The agenda for political reform is broad and varied. There is no magic bullet that will fix the problem. Rather, we need a two-track approach that initiates an upward spiral of engagement. The first track must dismantle barriers to full participation:
• Make it easier for people to vote. We should make election day a holiday, expand mail-in voting, and extend the voting period.
• Make it easier for people to register. In the 2000 presidential election, nearly 3 million people experienced registration problems that ultimately prevented them from casting a ballot, and countless others missed a deadline that can be as much as 30 days prior to the election. Election-day registration increases participation by 3 percent and 6 percent in all six states where it is in place.
• Restore voting rights for people with felony convictions. More than 4.65 million citizens nationwide are prevented from voting due to a felony conviction, and the average disenfranchisement rate is nearly five times higher for blacks than non-Hispanic whites.
• Ensure that the Help America Vote Act, passed by Congress in 2002, is implemented in a competent, nondiscriminatory, and broadly inclusive way. We need machines that are accessible and language proficient, that count votes reliably, and that produce a verifiable paper trail; poll workers who are properly trained; and voting lists that are accurate and not improperly purged.
The second track requires restoring the promise of genuinely contested elections and ensuring that all voices can be fairly and equally heard in the democratic process. This includes:
• End redistricting abuses, recently raised to new heights by Tom DeLay in Texas but that have been a routine part of logrolling politics for decades. Nonpartisan redistricting panels would begin to reverse this process.
• Encourage greater competition by easing ballot access and allowing instant runoff voting.
• Keep big money from swamping democracy. This includes restoring a credible presidential public-financing system, now that our current system has been dismantled and discarded by both parties. Such reform includes ensuring candidates access to the airwaves by requiring free broadcast time and curbing exorbitant charges for political advertising rates.
• Expand public funding of all campaigns. Such measures have already changed the nature of politics in Maine and Arizona. While other states should follow this lead, true reform will ultimately require the overturning of Buckley v. Valeo, a decision that enshrined inequality by declaring unlimited campaign spending and free speech as synonymous.
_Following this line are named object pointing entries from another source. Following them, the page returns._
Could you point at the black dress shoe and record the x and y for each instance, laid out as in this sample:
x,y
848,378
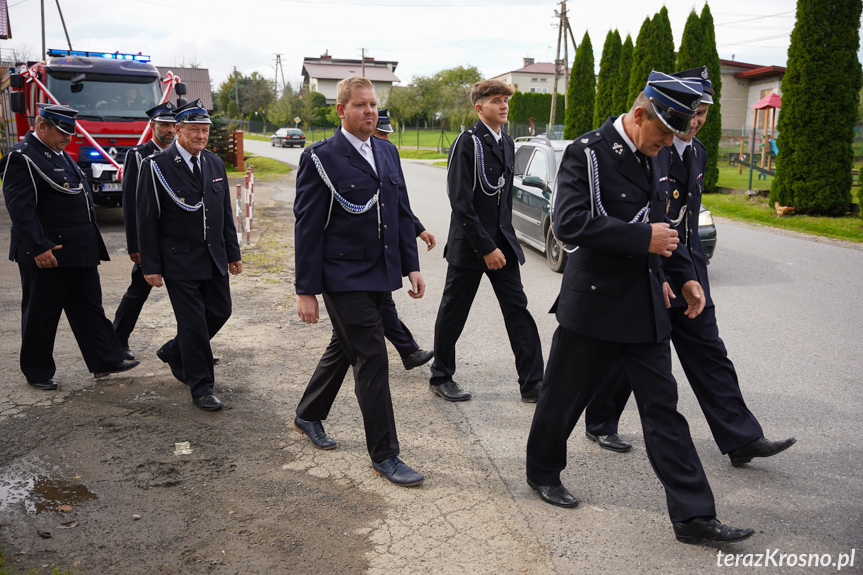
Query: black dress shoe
x,y
48,384
417,358
398,472
702,530
208,402
450,391
761,447
314,430
119,368
611,442
532,394
554,494
176,367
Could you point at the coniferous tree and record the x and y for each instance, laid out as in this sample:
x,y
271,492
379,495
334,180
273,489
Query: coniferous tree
x,y
608,71
662,42
582,92
641,64
690,53
819,107
711,133
621,87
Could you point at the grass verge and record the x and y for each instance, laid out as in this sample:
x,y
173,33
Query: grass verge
x,y
756,210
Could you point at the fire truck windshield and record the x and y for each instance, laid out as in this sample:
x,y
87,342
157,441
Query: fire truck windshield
x,y
106,97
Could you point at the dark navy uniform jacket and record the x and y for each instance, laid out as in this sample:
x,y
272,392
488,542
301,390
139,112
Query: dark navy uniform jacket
x,y
352,253
172,240
479,223
689,188
612,286
134,157
42,216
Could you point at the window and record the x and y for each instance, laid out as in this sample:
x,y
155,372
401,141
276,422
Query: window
x,y
538,166
522,155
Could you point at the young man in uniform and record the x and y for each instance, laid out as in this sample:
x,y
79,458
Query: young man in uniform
x,y
355,241
57,245
394,329
162,125
187,237
610,202
699,348
482,241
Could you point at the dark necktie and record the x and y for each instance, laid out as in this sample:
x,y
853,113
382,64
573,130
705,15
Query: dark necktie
x,y
687,158
645,165
196,171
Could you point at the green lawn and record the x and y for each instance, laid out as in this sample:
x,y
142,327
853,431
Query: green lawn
x,y
265,168
755,209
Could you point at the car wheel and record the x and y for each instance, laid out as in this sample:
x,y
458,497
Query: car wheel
x,y
554,252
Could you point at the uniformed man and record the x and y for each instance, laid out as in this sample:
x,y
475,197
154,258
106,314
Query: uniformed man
x,y
395,330
610,202
187,237
355,241
699,348
481,242
162,125
57,245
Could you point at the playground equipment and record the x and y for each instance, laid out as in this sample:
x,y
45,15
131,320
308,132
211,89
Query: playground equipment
x,y
767,142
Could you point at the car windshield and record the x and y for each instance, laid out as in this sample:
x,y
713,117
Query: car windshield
x,y
108,97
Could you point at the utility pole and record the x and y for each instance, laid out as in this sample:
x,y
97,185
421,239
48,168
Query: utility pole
x,y
236,92
562,28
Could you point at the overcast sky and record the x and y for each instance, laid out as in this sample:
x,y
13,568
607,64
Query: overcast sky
x,y
423,36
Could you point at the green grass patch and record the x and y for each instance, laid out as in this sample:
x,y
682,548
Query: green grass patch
x,y
729,178
756,210
265,168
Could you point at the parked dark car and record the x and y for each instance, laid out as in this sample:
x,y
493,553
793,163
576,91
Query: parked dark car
x,y
536,161
288,137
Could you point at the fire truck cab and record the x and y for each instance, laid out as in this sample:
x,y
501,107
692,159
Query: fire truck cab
x,y
111,92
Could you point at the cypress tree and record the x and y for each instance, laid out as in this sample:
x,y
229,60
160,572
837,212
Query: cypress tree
x,y
662,42
690,54
621,87
641,64
819,107
582,92
711,133
608,69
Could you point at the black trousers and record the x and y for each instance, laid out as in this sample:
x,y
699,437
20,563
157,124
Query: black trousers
x,y
711,374
358,342
577,365
394,330
201,308
46,293
458,295
131,305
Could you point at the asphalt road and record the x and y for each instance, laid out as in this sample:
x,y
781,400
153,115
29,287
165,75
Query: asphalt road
x,y
790,311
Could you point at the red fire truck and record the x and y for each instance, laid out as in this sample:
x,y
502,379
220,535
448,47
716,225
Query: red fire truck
x,y
111,92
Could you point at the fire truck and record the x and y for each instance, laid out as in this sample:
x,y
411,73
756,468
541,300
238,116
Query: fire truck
x,y
111,92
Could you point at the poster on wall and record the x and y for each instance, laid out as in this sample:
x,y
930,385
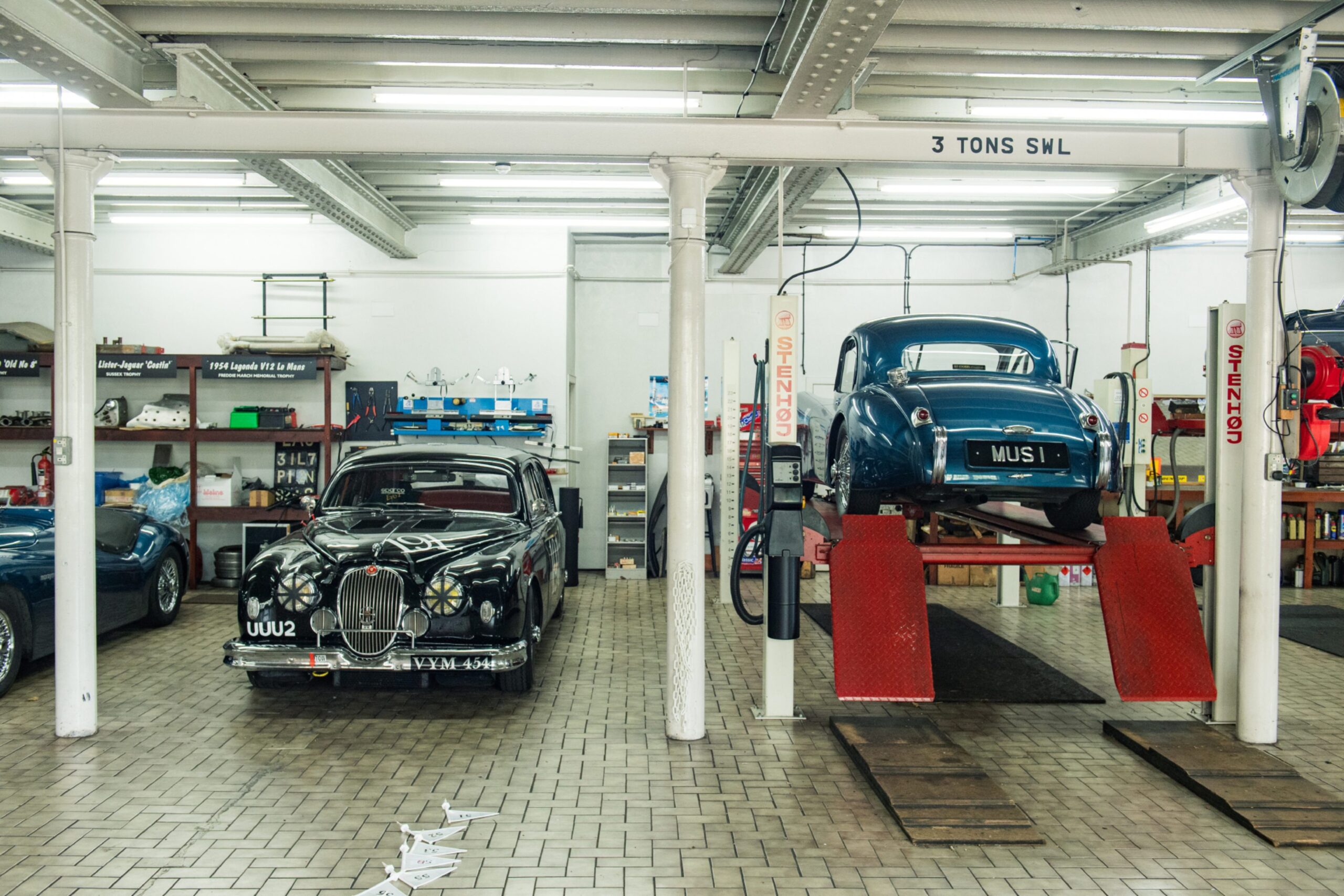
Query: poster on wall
x,y
138,367
298,465
19,364
369,407
659,398
257,367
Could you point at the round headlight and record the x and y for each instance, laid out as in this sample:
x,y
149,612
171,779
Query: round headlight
x,y
298,592
444,596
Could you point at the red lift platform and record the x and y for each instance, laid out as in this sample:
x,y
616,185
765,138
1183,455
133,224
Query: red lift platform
x,y
881,620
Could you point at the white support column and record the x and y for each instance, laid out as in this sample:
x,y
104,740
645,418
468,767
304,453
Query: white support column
x,y
687,182
1263,500
75,174
1009,593
730,515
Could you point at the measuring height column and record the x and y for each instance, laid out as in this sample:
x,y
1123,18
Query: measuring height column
x,y
687,182
1263,499
75,175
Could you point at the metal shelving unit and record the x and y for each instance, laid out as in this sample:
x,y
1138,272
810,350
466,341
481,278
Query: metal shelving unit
x,y
191,364
627,508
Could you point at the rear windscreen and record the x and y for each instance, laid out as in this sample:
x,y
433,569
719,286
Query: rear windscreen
x,y
967,356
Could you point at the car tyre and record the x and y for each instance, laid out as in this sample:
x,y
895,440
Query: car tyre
x,y
521,680
14,637
164,590
1077,513
848,499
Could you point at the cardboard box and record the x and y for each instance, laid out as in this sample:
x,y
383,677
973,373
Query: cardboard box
x,y
119,498
953,574
984,577
224,489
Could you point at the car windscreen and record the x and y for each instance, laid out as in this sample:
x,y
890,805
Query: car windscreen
x,y
441,486
967,356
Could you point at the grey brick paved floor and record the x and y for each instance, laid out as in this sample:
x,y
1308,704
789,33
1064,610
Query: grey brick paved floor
x,y
200,784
• Encourage democratic participation throughout the year by stimulating community organizing and embedding forms of deliberative democracy in governmental processes at all levels.
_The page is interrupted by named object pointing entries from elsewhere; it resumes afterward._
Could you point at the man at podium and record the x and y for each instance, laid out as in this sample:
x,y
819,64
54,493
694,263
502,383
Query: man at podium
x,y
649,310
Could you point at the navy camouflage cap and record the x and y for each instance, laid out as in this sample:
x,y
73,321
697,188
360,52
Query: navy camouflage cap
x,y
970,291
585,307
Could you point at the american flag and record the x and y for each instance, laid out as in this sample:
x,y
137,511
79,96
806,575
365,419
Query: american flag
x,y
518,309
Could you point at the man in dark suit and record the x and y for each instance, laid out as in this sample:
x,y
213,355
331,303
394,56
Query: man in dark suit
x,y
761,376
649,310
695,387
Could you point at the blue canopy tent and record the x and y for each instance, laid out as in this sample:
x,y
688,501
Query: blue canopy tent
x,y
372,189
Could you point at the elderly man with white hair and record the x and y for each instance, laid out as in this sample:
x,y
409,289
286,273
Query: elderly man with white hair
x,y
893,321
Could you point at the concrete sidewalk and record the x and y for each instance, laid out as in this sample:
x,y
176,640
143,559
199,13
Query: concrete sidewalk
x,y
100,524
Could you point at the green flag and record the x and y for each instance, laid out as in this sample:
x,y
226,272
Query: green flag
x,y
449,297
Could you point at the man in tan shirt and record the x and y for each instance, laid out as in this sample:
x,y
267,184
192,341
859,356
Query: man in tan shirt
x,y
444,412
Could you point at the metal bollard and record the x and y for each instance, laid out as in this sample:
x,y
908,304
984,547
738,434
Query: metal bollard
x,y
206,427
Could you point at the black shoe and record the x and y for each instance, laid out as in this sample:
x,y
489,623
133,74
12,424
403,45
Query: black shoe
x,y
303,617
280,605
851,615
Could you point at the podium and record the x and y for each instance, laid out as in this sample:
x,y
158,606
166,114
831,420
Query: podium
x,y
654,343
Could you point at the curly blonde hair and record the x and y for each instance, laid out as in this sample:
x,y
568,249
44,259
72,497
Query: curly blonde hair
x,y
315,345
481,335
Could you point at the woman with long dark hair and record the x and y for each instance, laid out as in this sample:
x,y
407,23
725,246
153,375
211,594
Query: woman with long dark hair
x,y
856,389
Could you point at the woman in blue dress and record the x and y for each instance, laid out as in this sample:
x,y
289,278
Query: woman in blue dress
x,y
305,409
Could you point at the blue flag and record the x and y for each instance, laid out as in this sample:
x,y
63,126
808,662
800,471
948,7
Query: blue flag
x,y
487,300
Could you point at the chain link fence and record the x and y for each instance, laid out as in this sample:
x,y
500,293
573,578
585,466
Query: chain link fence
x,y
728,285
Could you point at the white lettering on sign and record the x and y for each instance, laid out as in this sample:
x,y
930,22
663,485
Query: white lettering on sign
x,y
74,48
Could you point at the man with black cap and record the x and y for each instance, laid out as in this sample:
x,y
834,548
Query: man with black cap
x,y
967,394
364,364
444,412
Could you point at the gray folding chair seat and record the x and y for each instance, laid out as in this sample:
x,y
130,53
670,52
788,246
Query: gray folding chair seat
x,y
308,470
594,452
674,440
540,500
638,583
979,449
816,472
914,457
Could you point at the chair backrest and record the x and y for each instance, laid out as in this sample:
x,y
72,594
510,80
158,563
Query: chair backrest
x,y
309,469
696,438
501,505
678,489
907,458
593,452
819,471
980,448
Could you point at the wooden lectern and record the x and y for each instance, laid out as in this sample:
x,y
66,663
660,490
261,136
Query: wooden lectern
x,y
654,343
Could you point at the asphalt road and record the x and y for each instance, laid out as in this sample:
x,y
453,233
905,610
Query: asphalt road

This brings us, circularly, back to where we began. Inequality, with all of its poisonous consequences, is the result of deliberate political decisions and can only be mitigated and ultimately reversed by reclaiming democratic politics. And if skeptics doubt this syllogism, ask them one simple question: How is it that the repeal of the estate tax, which affects less than 1 percent of all taxpayers, is ferociously high on the political agenda while the payroll tax, which affects just about everybody and now takes more money from most working people than the income tax does, goes almost totally unchallenged and unmentioned? Our efforts will have succeeded when we no longer need to ask that question.